Aus den Anlagen zum Prüfbericht werde weiter deutlich, dass die Annahme der Antragstellerin, die Kostenberechnung der Antragsgegnerin würde sich auf der Ebene ihres Angebotes bewegen, fehlerhaft sei. Zwischen dem Bestbieter und der vorgenommenen Kostenberechnung liege lediglich eine Differenz von 5 %. Selbst diese Differenz habe im Rahmen des Prüfberichts begründet werden können. Im Ergebnis liege damit kein unangemessen niedriger Angebotspreis vor.

Und schließlich sei von besonderer Bedeutung, dass sich aus dem Prüfbericht nebst Anlagen ergebe, dass die finanzielle Situation der Beigeladenen eine ordnungsgemäße Erfüllung des Auftrages einschließlich der Gewährleistungsarbeiten erwarten lasse. Die vom Bestbieter vorgelegten Bankauskünfte seien im Vergleich zu aus anderen Verfahren bekannten Bankauskünften aussagekräftig und sehr positiv.

Die Beigeladene stellt keinen eigenen Antrag.

Sie nimmt mit anwaltlichen Schriftsatz vom 07.09.2015 zum Verfahren Stellung, indem sie den Vortrag der Antragsgegnerin in Bezug auf die nicht bieterschützende Wirkung des § 16 Abs. 6 VOB/A-EG, auf die nicht dargelegte bzw. ersichtliche Marktverdrängungsabsicht der Beigeladenen und in Bezug auf die detaillierte Angebotsaufklärung der Antragsgegnerin die zum Ergebnis gehabt habe, dass ihr Angebot nicht unangemessen niedrig sei, unterstützt und ergänzt.

Im Weiteren trägt sie vor, dass der Nachprüfungsantrag bereits unzulässig sei, soweit die Antragstellerin in ihrem Antragsschriftsatz vom 10.08.2015 behaupte, die Antragsgegnerin hätte mit dem Informationsschreiben gem. § 101 a GWB vom 31.07.2015 angeblich zu verstehen gegeben, dass sie offenkundig noch weitere nicht benannte Zuschlagskriterien ihrer Entscheidung zugrunde gelegt habe.

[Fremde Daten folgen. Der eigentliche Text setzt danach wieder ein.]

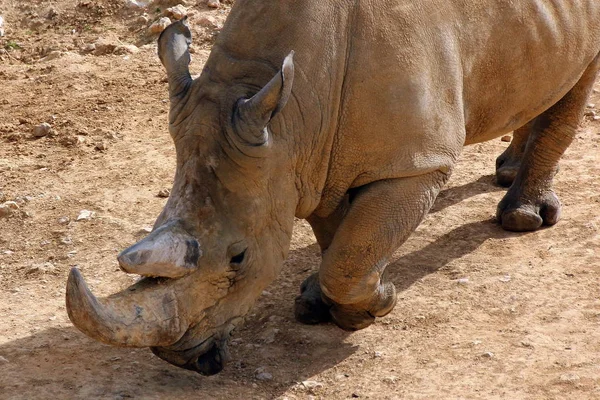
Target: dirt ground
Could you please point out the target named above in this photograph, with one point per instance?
(482, 313)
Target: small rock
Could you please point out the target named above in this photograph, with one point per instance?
(569, 377)
(12, 205)
(103, 46)
(88, 48)
(43, 129)
(178, 12)
(126, 49)
(145, 230)
(53, 55)
(85, 215)
(100, 145)
(208, 21)
(262, 375)
(4, 211)
(311, 385)
(135, 4)
(159, 25)
(45, 268)
(268, 335)
(143, 19)
(52, 13)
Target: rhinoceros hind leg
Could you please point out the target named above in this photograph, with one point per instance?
(530, 202)
(309, 307)
(508, 163)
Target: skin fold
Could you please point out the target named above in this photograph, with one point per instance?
(350, 114)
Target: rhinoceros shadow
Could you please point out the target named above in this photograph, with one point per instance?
(66, 362)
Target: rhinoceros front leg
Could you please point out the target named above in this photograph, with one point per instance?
(350, 287)
(530, 202)
(508, 163)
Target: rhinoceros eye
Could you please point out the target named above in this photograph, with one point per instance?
(238, 259)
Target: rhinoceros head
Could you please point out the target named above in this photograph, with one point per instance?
(224, 231)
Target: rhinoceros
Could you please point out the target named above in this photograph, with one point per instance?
(351, 115)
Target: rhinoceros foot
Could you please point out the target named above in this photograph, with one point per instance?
(313, 307)
(523, 215)
(309, 307)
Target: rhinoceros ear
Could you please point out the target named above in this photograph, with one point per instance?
(173, 51)
(252, 115)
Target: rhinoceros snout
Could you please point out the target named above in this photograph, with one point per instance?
(168, 252)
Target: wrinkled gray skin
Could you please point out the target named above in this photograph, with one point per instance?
(356, 132)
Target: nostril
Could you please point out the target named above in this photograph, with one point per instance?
(238, 259)
(132, 258)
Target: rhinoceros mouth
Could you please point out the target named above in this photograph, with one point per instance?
(208, 357)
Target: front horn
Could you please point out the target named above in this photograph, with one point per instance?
(144, 315)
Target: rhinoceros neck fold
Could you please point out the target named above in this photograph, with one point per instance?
(249, 50)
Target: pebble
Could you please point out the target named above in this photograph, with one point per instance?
(208, 21)
(159, 25)
(85, 215)
(262, 375)
(5, 211)
(143, 19)
(12, 205)
(569, 377)
(178, 12)
(310, 385)
(268, 335)
(41, 130)
(145, 230)
(135, 4)
(126, 49)
(41, 268)
(100, 145)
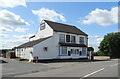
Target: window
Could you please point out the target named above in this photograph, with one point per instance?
(80, 53)
(67, 38)
(75, 51)
(81, 40)
(63, 50)
(62, 38)
(83, 51)
(45, 48)
(42, 26)
(69, 53)
(73, 40)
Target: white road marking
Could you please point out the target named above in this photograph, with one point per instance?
(93, 72)
(114, 65)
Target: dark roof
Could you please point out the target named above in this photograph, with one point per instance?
(32, 43)
(59, 27)
(72, 45)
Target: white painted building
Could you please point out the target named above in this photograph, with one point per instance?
(55, 41)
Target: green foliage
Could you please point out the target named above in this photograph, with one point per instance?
(91, 49)
(99, 53)
(110, 45)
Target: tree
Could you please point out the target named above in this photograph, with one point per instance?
(91, 49)
(110, 45)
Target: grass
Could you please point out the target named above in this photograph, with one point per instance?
(101, 56)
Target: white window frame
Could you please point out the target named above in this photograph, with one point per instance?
(61, 38)
(42, 26)
(81, 40)
(72, 40)
(63, 50)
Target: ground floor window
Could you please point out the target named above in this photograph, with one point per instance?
(63, 50)
(74, 51)
(84, 51)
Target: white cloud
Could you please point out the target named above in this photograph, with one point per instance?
(8, 18)
(48, 14)
(96, 36)
(10, 43)
(3, 35)
(23, 36)
(12, 3)
(102, 17)
(3, 29)
(20, 29)
(119, 30)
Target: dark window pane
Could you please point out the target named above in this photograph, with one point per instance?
(67, 38)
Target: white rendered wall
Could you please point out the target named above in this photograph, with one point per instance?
(48, 31)
(51, 53)
(24, 53)
(56, 41)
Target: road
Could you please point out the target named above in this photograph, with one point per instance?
(87, 69)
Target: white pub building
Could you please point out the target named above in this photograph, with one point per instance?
(54, 41)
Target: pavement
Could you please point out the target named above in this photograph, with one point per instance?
(69, 68)
(92, 69)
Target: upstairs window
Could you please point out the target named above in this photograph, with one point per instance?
(73, 39)
(67, 38)
(81, 40)
(42, 26)
(84, 51)
(63, 50)
(61, 38)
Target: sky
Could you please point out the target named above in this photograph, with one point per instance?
(21, 20)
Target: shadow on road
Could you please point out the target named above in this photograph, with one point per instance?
(2, 61)
(71, 60)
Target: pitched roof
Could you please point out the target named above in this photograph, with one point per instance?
(72, 45)
(32, 43)
(59, 27)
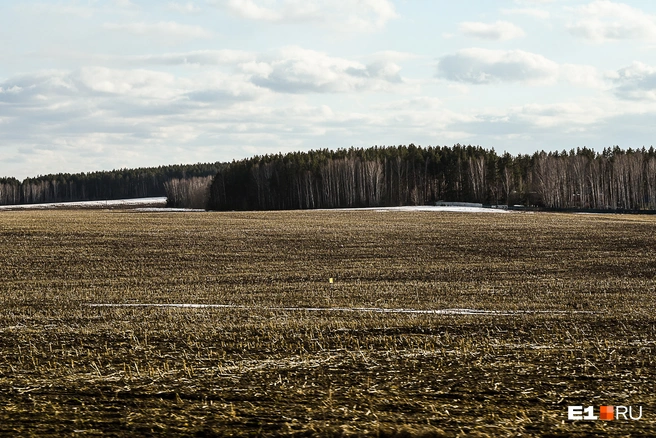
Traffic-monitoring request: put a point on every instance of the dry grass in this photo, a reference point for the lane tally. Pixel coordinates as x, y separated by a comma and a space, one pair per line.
69, 367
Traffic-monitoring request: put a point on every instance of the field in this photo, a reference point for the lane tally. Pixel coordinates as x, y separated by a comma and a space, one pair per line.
565, 316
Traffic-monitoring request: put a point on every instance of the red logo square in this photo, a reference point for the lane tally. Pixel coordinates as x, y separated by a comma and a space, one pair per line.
606, 413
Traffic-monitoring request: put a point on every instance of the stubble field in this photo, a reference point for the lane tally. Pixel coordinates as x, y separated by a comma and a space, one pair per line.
565, 315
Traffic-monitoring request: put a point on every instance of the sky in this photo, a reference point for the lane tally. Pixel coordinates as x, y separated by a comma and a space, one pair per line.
101, 85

Diesen Gesichtspunkt habe sie in ihrem Rügeschreiben vom 03.08.2015 nicht vorgebracht und sei mit diesem Aspekt insoweit gem. § 107 Abs. 3 GWB präkludiert.

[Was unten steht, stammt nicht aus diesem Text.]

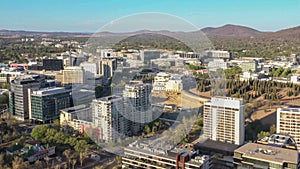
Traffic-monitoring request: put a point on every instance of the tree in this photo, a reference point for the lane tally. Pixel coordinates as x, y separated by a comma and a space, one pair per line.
67, 154
39, 132
147, 129
74, 161
18, 163
38, 164
72, 141
47, 159
81, 147
1, 160
262, 134
273, 129
118, 160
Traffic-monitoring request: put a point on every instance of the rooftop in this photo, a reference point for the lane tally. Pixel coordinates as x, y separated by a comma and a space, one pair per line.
50, 91
296, 110
268, 153
75, 108
109, 98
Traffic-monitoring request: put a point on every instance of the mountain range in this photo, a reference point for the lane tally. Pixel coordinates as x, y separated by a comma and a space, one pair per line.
229, 30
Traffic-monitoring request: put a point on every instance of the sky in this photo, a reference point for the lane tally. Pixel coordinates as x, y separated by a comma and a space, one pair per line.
91, 15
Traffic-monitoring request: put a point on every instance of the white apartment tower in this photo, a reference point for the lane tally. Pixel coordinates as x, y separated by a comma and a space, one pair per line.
137, 99
108, 116
223, 120
288, 122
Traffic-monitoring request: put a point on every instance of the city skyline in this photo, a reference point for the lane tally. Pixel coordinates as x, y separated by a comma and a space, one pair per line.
89, 16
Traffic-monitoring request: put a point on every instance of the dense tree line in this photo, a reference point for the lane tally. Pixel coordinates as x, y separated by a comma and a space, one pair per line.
150, 40
251, 89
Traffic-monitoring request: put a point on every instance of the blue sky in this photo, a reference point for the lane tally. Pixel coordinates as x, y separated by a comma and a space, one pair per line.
90, 15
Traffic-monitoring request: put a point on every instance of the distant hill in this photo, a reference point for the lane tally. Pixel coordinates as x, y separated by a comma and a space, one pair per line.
226, 31
291, 33
231, 31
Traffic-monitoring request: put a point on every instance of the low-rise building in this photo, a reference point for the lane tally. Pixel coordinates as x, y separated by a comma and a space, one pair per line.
270, 152
288, 120
141, 154
76, 117
44, 104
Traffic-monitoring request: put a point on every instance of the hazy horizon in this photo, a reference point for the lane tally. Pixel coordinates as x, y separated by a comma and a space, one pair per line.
90, 16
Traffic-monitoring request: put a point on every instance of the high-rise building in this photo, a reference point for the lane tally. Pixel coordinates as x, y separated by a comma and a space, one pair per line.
137, 99
107, 115
160, 80
53, 64
107, 66
73, 75
223, 120
44, 104
18, 95
288, 121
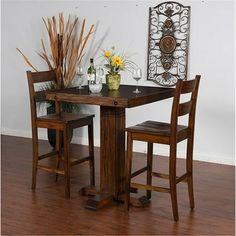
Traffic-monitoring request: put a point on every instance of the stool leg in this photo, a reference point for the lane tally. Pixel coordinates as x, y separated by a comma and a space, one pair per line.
35, 157
58, 149
67, 162
189, 167
91, 154
128, 168
149, 166
172, 174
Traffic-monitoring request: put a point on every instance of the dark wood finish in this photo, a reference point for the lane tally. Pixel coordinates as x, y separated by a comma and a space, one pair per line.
63, 123
166, 133
112, 131
47, 212
124, 97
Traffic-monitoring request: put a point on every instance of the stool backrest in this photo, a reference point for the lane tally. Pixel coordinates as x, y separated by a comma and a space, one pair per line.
187, 107
38, 96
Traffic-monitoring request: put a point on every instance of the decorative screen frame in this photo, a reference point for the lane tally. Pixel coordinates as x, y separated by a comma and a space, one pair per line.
168, 46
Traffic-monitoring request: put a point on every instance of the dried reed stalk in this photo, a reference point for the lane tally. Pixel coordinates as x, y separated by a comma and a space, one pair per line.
66, 47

Und schließlich sei die Antragstellerin auch mit ihrem Vorbringen gem. § 107 Abs. 3 Nr. 1 GWB präkludiert, soweit sie sich in ihrer Rügeschrift vom 03.08.2015 auf das Submissionsergebnis vom 28.05.2015 berufe. Vorliegend sei der Antragstellerin das Submissionsergebnis seit dem Termin zur Angebotseröffnung bekannt gewesen. Allerdings habe sie sich erst mit anwaltlichen Rügeschreiben vom 03.08.2015 auf den angeblich zu niedrigen Preis des Angebotes berufen. Diesbezüglich könne sich die Antragstellerin auf nicht auf das anwaltliche Rügeschreiben vom 22.06.2015 in dem vorangegangenen Nachprüfungsverfahren mit dem Aktenzeichen VgK-25/2015 berufen. Auch in diesem Rügeschreiben habe die Antragstellerin maßgeblich auf das Submissionsergebnis vom 28.05.2015 abgestellt und die Rüge insoweit erst einen Monat nach Kenntnisnahme des Submissionsergebnisses erteilt.

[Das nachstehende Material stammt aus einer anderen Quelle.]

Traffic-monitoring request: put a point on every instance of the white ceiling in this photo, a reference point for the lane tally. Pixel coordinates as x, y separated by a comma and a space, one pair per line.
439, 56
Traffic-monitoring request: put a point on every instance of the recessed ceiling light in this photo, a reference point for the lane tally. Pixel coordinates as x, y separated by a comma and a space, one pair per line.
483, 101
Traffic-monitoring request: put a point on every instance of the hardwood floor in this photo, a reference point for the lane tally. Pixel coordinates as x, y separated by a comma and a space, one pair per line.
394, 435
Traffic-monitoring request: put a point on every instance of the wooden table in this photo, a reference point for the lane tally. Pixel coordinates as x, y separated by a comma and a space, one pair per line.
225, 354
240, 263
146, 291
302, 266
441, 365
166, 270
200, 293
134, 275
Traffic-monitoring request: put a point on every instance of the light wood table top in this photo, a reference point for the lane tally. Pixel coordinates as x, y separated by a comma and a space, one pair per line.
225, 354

Wegen des übrigen Sachverhalts wird auf die Schriftsätze der Beteiligten, das Protokoll der mündlichen Verhandlung und die Vergabeakte Bezug genommen.

II.

Der zulässige Nachprüfungsantrag ist unbegründet. Anhaltspunkte für eine Mischkalkulation sind nicht ersichtlich. Auch ein festgestelltes Unterkostenangebot darf erst dann ausgeschlossen werden, wenn die von der Rechtsprechung entwickelten Tatbestandsvoraussetzungen des § 16 EG Abs. 1 Nr. 1 c VOB/A, der Marktverdrängungsabsicht oder Gefährdung der Vertragsabwicklung durch ungenügende Leistungsfähigkeit hinzukommen. In einem aus einer Nische stark wachsenden Markt muss der marktüblich kalkulierende Anbieter damit rechnen, von einem Konkurrenten unterboten zu werden, der den Auftrag ausschließlich abwickelt, um Referenzen für weitere Aufträge zu erhalten.

1. Der Nachprüfungsantrag ist zulässig. Die Antragsgegnerin ist öffentlicher Auftraggeber gem. § 98 Nr. 2 GWB. Sie ist aufgrund der gewählten Betriebsform als selbständige GmbH kein Sondervermögen einer Gebietskörperschaft gemäß § 98 Nr. 1 GWB. Nur die xxxxxx ist eine Gebietskörperschaft gemäß § 98 Nr. 1 GWB (§ 2 Abs. 2 NKomVG). Die Antragsgegnerin ist eine juristische Person des privaten Rechtes, wenn auch im alleinigen Eigentum der Gebietskörperschaft. Bei einer GmbH im kommunalen Eigentum handelt es sich nicht um deren Sondervermögen gemäß § 130 NKomVG bzw. § 98 Nr. 1 GWB. Der in § 130 NKomVG definierte Begriff des kommunalen Sondervermögens umfasst nur die wirtschaftlichen Einrichtungen. Gemäß § 136 Abs. 3 NKomVG sind die Einrichtungen der Kommune nicht identisch mit den in § 136 Abs. 2 NKomVG genannten kommunalen Unternehmen.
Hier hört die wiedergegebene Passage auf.